Este foi o tema que os alunos das escolas básicas do Bom Sucesso e Gomes Teixeira, no Porto, abordaram durante quatro meses, através do diálogo e de diferentes artes. O resultado desses trabalhos foi apresentado na Biblioteca Municipal Almeida Garrett, numa conferência intitulada “Diferenças na escola: o ponto de vista da criança”.
Professora na EB1 do Bom Sucesso, Cristina Alves confrontou-se com um problema quando a turma de que é titular acolheu dois alunos oriundos de outros países e com diferente cor de pele. Para dar melhor resposta às queixas de discriminação que ia recebendo, sentiu a necessidade de abordar o tema da diferença com os seus alunos, mas logo percebeu que, sendo este um problema que engloba toda a escola, teria de estender as preocupações a outros professores, no sentido de concertarem estratégias de intervenção.
Para combater as desigualdades na escola era preciso promover o diálogo entre os alunos. Assim, desde fevereiro, as turmas participaram em diversas atividades, conjuntas e isoladas, explorando o tema também através das artes: música, dramatização, artes plásticas, literatura e poesia. “O problema não está solucionado, mas os alunos estão sensibilizados e dialogaram sobre o assunto. E, de facto, à medida que o tema ia sendo tratado, deixei de receber tantas queixas de atitudes discriminatórias, nomeadamente racial, que foi a que deu início ao problema. E em vez de ter alunos que se agrupariam aos elementos desafiadores comecei a ter grupos unidos a bem de um entendimento e da aceitação das diferenças. No fundo, eles veem a diferença não como algo que diminui a pessoa humana, mas como algo onde se podem encontrar muitas potencialidades, coisas boas”, referiu à PÁGINA a também coordenadora científica e organizadora da iniciativa.
Uma casa onde todos cabem. Na conferência, os alunos tiveram oportunidade de partilhar os seus trabalhos, de apresentar números musicais e momentos literários e de dar voz às suas opiniões, condensadas numa reportagem em vídeo. Era importante dar voz às crianças, saber o que pensam sobre este tema, fazer com que fossem ouvidas e “ouvirem-se a elas próprias”. E ainda dar uma visão global do que foi feito, no sentido de valorizar esta questão. “O importante disto tudo é a promoção do diálogo e a desmistificação da palavra ‘diferença’, esse monstro que é e que existe de facto.”

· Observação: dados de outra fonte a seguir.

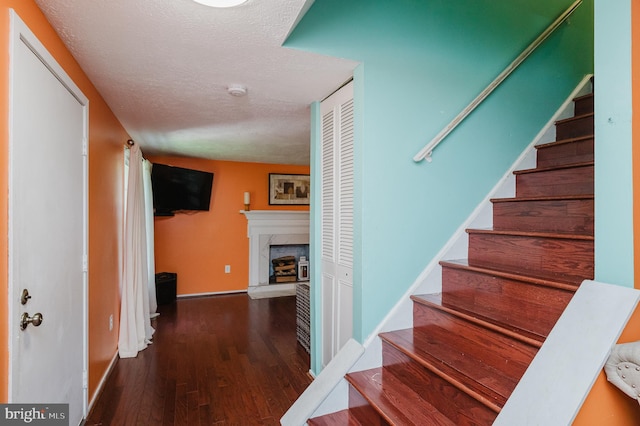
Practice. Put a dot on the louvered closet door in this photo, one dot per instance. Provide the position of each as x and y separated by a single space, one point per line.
337 221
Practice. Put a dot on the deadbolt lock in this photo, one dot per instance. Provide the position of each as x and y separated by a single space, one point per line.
25 320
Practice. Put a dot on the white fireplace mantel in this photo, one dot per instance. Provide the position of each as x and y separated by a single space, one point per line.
266 228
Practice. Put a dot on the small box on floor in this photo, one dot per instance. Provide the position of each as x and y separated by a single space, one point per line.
166 284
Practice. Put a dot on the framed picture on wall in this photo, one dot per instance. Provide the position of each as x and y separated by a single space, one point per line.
289 189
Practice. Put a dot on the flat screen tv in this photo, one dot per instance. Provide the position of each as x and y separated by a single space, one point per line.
177 188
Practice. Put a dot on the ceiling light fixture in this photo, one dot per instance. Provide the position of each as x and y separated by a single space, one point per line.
237 90
221 3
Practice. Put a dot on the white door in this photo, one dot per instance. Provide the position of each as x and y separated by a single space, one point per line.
47 228
337 221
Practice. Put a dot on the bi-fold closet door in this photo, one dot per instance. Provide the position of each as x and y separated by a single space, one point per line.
337 220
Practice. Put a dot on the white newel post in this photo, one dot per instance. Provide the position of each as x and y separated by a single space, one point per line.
266 228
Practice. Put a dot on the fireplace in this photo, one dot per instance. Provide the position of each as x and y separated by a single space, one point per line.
284 261
267 228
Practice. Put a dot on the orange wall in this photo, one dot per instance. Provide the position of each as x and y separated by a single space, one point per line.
106 139
198 245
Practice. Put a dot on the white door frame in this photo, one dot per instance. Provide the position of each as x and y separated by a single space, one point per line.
20 33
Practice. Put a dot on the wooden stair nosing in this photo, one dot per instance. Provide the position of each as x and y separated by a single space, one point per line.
339 418
552 168
543 282
574 118
383 404
585 96
564 141
532 234
487 397
481 320
545 198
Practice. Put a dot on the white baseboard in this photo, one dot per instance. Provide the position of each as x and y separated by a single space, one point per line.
103 381
213 293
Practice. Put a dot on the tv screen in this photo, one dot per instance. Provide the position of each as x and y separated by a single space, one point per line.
177 188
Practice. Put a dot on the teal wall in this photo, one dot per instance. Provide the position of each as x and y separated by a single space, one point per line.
614 180
423 61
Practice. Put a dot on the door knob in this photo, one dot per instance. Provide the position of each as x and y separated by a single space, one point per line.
25 320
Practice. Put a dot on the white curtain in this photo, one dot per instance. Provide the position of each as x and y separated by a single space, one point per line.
135 324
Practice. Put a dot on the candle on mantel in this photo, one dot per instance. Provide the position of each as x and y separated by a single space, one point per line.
247 200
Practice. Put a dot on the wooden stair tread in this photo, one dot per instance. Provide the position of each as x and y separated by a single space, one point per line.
552 168
564 141
534 234
395 401
585 96
435 300
482 363
574 118
547 281
546 198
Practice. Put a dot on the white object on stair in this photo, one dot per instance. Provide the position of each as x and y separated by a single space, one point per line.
623 368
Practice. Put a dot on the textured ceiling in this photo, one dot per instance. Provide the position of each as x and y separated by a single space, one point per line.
163 67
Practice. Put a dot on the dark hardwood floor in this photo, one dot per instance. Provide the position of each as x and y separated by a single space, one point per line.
220 360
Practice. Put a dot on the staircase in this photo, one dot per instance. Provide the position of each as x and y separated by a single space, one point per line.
471 344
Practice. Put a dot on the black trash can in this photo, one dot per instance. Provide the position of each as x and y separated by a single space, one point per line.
166 283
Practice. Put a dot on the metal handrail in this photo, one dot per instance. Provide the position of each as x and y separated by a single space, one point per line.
425 153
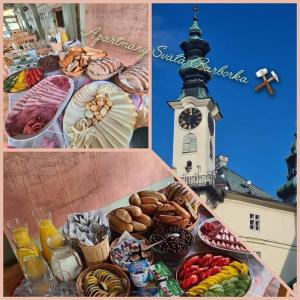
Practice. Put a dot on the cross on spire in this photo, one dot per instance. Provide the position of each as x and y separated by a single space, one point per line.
195 9
195 32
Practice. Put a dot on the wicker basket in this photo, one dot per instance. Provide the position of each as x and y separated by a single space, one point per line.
109 267
139 237
96 254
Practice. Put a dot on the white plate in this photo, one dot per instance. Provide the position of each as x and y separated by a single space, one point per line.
110 137
25 138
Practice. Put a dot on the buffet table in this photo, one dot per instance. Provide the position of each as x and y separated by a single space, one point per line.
55 131
263 282
83 86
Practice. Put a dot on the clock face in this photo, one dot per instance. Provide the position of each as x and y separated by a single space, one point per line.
211 124
190 118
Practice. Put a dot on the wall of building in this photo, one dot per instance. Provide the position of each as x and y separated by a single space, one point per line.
276 240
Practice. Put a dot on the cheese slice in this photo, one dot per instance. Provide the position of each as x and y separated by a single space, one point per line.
117 132
99 138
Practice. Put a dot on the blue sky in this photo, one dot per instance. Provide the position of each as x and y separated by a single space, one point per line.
257 130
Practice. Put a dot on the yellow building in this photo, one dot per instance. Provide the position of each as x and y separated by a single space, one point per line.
268 225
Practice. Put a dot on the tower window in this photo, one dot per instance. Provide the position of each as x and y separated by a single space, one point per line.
189 143
254 222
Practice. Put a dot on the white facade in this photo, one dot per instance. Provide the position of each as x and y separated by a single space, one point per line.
275 241
203 161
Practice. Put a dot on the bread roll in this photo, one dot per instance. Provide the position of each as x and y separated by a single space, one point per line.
148 208
119 225
149 200
123 215
135 200
160 197
180 211
166 219
137 226
166 207
144 219
134 211
146 193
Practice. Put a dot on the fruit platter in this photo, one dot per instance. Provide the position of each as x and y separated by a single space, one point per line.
213 275
38 108
216 235
22 80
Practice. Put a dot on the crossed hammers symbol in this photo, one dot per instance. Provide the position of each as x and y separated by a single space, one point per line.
266 81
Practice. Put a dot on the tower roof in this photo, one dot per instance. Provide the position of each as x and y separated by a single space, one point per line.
195 50
288 191
194 31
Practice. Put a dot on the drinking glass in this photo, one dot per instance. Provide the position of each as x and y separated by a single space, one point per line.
46 229
38 275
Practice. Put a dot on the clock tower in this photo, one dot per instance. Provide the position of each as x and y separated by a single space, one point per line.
195 113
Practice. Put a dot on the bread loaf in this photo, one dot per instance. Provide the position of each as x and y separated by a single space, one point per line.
144 219
166 219
119 225
149 200
137 226
123 215
135 200
134 211
148 208
180 211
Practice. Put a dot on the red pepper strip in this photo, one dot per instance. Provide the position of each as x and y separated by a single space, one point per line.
188 282
190 261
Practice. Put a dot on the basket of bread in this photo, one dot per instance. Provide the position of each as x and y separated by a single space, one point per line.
75 61
130 218
134 79
104 68
103 280
172 205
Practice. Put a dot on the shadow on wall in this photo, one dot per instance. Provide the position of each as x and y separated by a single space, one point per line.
290 264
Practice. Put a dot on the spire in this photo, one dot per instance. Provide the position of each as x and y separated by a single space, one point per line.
194 31
194 48
288 192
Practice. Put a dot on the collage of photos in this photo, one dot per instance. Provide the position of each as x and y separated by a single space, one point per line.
148 151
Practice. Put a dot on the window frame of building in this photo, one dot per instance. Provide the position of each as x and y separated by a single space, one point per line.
258 253
254 222
189 143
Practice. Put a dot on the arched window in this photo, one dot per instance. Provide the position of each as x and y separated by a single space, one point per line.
189 143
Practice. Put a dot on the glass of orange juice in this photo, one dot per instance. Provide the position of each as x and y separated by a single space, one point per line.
46 229
22 239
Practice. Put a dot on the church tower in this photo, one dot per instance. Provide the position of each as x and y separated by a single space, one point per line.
288 192
195 113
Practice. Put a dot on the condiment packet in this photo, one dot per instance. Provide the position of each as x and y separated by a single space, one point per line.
169 288
160 271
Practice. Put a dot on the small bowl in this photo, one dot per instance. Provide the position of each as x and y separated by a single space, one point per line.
138 237
171 256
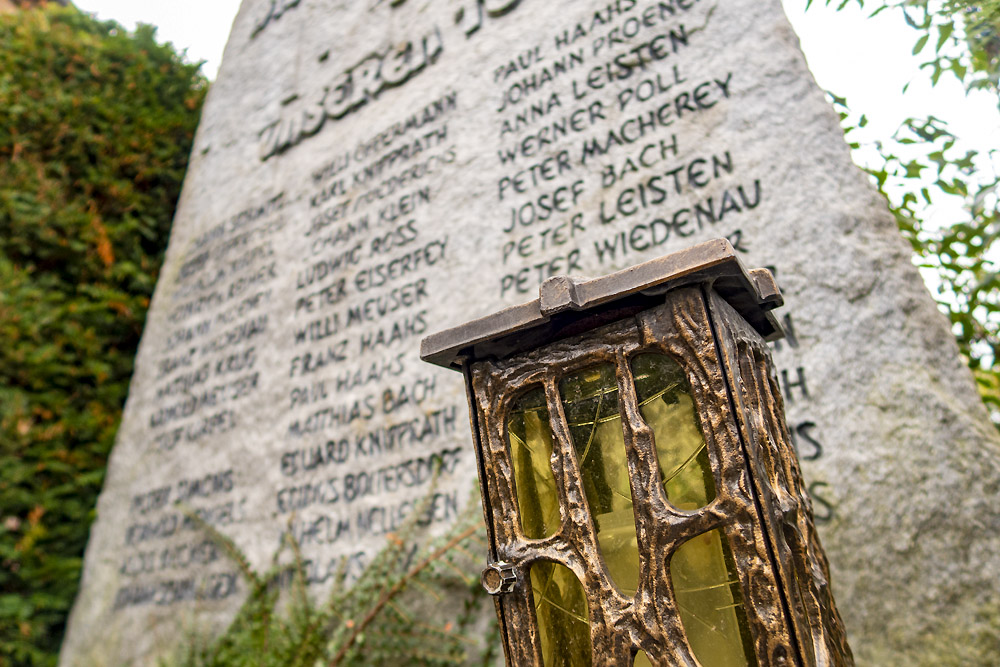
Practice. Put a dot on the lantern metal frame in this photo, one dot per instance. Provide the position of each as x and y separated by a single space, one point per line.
703 309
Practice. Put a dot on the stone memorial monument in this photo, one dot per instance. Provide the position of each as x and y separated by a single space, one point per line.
368 172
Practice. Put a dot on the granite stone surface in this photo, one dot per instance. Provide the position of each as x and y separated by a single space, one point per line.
369 172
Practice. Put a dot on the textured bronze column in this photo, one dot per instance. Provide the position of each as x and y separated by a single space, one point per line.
643 499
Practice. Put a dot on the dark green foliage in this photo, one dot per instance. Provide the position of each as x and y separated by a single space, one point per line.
926 168
411 606
95 130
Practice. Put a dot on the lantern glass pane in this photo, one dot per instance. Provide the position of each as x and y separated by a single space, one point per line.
529 436
562 615
708 596
590 399
665 403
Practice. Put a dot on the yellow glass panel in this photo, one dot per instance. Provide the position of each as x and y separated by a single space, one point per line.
590 399
529 436
562 614
665 403
708 596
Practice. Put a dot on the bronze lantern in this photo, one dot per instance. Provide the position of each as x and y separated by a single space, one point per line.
643 501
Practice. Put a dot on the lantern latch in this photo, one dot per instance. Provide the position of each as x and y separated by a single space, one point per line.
498 578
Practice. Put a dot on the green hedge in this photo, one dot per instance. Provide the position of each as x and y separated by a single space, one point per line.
95 129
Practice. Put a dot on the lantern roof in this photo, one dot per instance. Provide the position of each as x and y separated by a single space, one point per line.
568 305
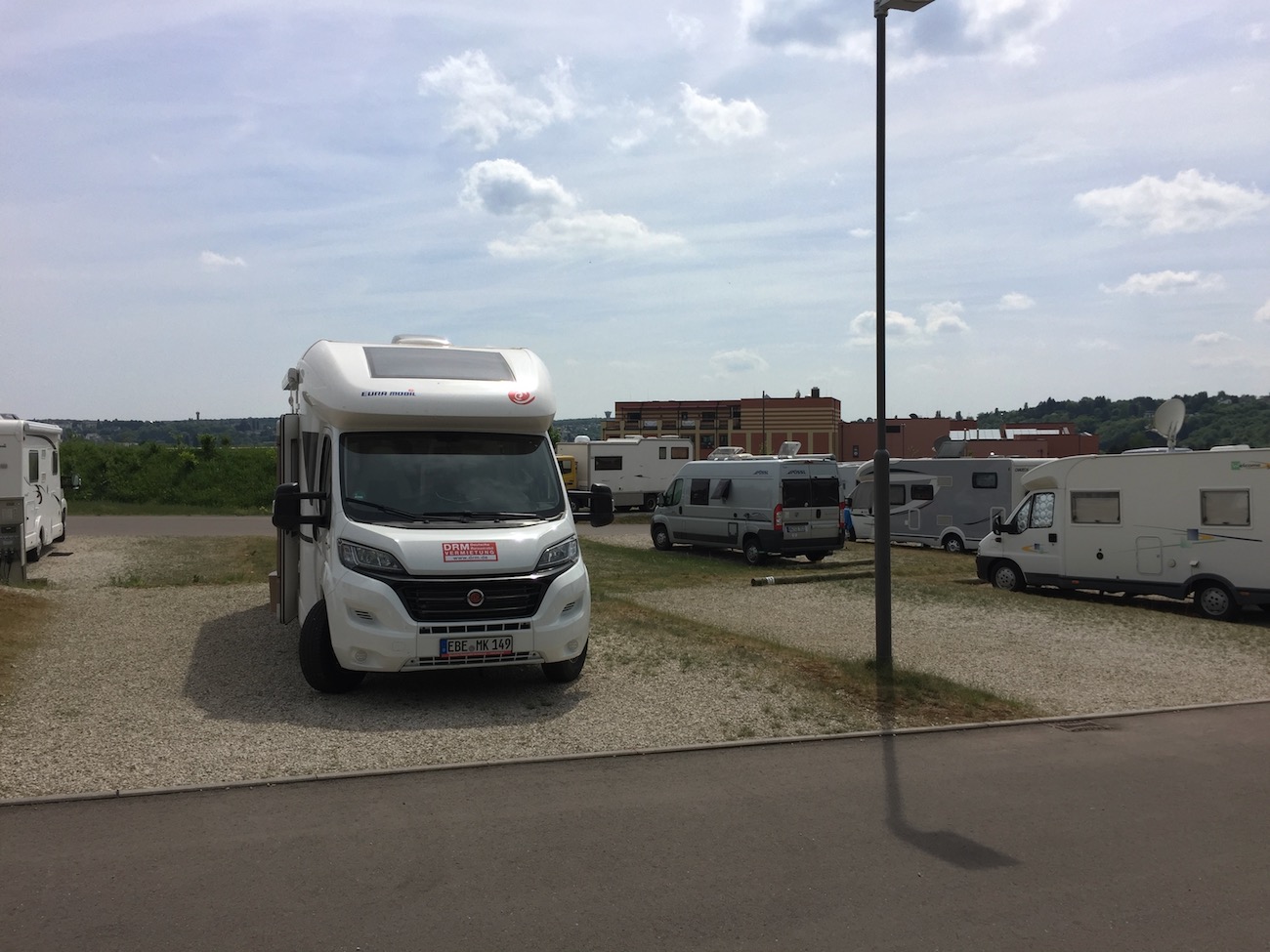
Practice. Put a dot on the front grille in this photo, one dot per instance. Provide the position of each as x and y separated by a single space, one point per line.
447 600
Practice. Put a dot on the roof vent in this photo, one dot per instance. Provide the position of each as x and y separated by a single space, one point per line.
419 341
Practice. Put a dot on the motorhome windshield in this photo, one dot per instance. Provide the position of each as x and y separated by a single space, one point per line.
393 477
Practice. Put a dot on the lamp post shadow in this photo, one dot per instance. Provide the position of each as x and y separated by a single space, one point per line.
948 846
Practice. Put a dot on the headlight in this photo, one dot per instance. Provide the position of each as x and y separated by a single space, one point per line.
562 555
366 559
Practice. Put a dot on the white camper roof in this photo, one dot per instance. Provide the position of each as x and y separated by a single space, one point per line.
424 382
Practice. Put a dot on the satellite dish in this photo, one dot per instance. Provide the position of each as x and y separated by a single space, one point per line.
1168 420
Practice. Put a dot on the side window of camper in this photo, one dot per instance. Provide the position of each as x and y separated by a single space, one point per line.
1037 513
826 491
1224 507
795 493
674 493
698 493
1096 508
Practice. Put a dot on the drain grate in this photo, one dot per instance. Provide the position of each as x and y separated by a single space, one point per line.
1074 726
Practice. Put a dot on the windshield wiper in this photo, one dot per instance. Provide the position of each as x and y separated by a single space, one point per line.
388 509
471 516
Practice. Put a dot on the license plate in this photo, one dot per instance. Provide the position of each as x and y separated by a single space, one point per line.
455 647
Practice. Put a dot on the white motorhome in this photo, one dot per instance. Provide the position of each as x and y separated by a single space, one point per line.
941 503
32 502
634 468
761 506
422 519
1176 524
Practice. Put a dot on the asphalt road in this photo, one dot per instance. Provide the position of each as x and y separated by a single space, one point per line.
1143 833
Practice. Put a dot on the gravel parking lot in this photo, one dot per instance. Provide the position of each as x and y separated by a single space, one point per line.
139 688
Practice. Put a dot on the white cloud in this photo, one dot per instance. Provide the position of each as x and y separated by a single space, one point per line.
212 262
507 188
719 121
687 29
1219 337
1166 283
944 317
1192 202
487 105
644 123
1014 301
1006 30
729 362
583 233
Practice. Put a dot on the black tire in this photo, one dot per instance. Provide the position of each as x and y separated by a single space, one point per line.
1214 600
1006 575
318 660
566 672
33 554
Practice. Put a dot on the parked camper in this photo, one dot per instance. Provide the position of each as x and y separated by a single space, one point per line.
32 503
941 503
422 519
634 468
1176 524
761 506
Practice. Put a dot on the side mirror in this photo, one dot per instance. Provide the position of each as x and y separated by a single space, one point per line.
601 504
286 508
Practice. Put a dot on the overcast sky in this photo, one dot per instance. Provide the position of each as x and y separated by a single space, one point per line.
667 202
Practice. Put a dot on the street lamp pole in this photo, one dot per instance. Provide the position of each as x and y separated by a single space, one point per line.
881 457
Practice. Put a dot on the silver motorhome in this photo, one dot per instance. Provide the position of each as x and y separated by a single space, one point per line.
941 503
1176 524
761 506
32 502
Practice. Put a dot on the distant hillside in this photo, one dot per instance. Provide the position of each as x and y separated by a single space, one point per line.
1121 424
1124 424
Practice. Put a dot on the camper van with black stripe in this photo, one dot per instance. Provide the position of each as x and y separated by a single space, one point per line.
760 506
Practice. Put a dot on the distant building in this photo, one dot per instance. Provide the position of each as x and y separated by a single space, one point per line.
761 424
756 424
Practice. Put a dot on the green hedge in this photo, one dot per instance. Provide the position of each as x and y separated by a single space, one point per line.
214 474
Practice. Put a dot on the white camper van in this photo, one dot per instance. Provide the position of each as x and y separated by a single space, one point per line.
761 506
422 519
1175 524
32 503
941 503
634 468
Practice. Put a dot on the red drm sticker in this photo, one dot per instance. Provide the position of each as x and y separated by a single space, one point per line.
469 551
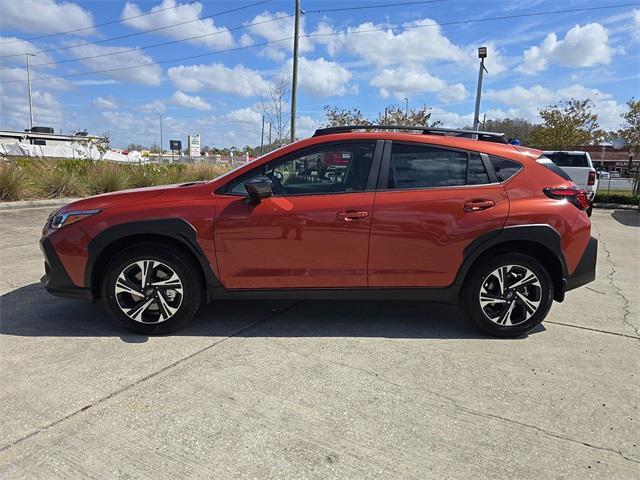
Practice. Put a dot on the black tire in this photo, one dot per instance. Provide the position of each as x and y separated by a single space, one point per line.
519 319
178 303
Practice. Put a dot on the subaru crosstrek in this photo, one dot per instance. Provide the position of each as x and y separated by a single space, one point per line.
423 213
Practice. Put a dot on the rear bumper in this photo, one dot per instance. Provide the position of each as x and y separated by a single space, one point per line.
585 272
56 279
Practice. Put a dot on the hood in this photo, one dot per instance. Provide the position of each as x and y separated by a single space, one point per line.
126 197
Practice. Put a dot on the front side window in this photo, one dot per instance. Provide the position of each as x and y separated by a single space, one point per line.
417 166
331 168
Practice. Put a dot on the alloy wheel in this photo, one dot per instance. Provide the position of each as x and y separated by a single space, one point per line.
510 295
148 291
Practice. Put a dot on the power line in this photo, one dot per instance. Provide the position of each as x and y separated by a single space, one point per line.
97 25
163 44
503 17
142 32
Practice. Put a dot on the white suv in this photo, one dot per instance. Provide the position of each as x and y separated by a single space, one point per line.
579 167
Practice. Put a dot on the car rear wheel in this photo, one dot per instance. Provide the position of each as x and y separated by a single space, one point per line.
508 295
151 290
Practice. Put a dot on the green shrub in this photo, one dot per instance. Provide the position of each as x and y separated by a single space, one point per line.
53 180
105 177
617 197
204 171
14 184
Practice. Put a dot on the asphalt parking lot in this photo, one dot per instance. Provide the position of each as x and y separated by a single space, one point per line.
257 389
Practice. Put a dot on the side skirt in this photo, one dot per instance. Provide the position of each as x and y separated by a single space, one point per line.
442 295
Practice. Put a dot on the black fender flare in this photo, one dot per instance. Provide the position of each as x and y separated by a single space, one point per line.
176 229
543 235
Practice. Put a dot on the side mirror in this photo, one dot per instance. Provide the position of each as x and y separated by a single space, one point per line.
258 188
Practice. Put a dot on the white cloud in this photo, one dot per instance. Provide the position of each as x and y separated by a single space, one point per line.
526 102
401 82
216 37
216 77
188 101
106 103
321 78
107 58
45 16
453 93
271 29
153 107
15 46
582 46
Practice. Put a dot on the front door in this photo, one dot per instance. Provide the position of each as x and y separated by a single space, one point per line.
312 233
432 203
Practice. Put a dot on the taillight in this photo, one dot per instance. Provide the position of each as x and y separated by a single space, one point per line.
574 195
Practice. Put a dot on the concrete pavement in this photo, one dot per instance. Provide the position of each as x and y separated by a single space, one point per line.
256 389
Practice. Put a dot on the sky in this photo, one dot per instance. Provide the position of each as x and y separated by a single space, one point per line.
204 65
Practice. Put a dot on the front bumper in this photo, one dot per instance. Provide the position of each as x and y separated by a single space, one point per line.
56 279
585 272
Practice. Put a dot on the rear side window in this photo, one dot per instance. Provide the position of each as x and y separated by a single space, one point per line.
566 159
415 166
505 169
476 173
546 162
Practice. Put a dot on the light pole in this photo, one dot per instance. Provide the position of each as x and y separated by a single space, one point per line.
160 152
482 54
294 79
29 88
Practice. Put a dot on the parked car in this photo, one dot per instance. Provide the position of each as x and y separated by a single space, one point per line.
580 168
445 215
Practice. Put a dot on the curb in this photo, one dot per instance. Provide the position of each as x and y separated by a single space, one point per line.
35 203
615 206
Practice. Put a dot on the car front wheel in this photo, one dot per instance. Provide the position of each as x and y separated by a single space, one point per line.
508 295
151 290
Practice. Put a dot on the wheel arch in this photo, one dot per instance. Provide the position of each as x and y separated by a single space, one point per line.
176 234
541 242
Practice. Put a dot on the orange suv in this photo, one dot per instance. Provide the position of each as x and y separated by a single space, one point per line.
413 213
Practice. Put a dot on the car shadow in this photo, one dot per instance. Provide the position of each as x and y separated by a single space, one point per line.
31 311
630 218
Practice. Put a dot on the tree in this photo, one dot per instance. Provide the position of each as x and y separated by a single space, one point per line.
415 117
630 132
512 128
274 104
567 124
393 115
338 117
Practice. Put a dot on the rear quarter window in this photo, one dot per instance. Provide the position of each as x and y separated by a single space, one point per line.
566 159
505 169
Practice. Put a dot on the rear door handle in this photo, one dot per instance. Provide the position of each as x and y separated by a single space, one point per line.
477 205
351 216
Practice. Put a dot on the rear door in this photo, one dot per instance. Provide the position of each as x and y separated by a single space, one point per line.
431 203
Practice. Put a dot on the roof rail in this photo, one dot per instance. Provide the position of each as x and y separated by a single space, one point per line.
451 132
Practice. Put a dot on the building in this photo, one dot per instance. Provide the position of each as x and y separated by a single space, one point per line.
8 137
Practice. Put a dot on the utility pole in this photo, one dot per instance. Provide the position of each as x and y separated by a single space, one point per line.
294 78
262 138
482 54
160 152
29 86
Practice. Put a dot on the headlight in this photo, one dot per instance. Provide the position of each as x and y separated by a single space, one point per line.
67 218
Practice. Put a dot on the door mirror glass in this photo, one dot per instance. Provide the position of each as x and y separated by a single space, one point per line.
258 188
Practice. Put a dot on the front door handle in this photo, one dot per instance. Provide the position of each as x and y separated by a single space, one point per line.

A inclusão e a escola inclusiva são temas que têm vindo a ganhar cada vez mais força no sistema educativo nacional. É preciso que os alunos também entendam estes assuntos, porque é o desconhecimento e a generalização que muitas vezes gera preconceitos. “É um assunto global, mas para nós compreendermos a globalidade das coisas, primeiro, temos de nos situar a nós próprios. Se as crianças não se situarem nem tiverem uma ideia do que se está a passar à sua volta, também não vão ter opinião, não vão tomar uma decisão sobre o que se passa”, considera a docente, acrescentando que a escola tem um “papel fundamental” neste caminho contra as diferenças, porque “não existe espaço nenhum do mundo com tanta diversidade cultural como a escola”.
A conferência foi mais direcionada para a questão étnica e racial, talvez porque as diferenças são mais óbvias, mas abriu um espaço de reflexão que pode ser alargado a outros temas. “A direção dos diálogos e da conversação foi, no caso, para diferenças mais concretas e visíveis. Mas daqui pode-se extrapolar para outros níveis, nomeadamente para a questão do bullying.”
Daí que a realização de uma segunda conferência seja uma possibilidade. É que no combate às diferenças – ou ao conceito negativo do que é ser diferente – nunca é demais mostrar que a escola é uma casa onde todos cabem.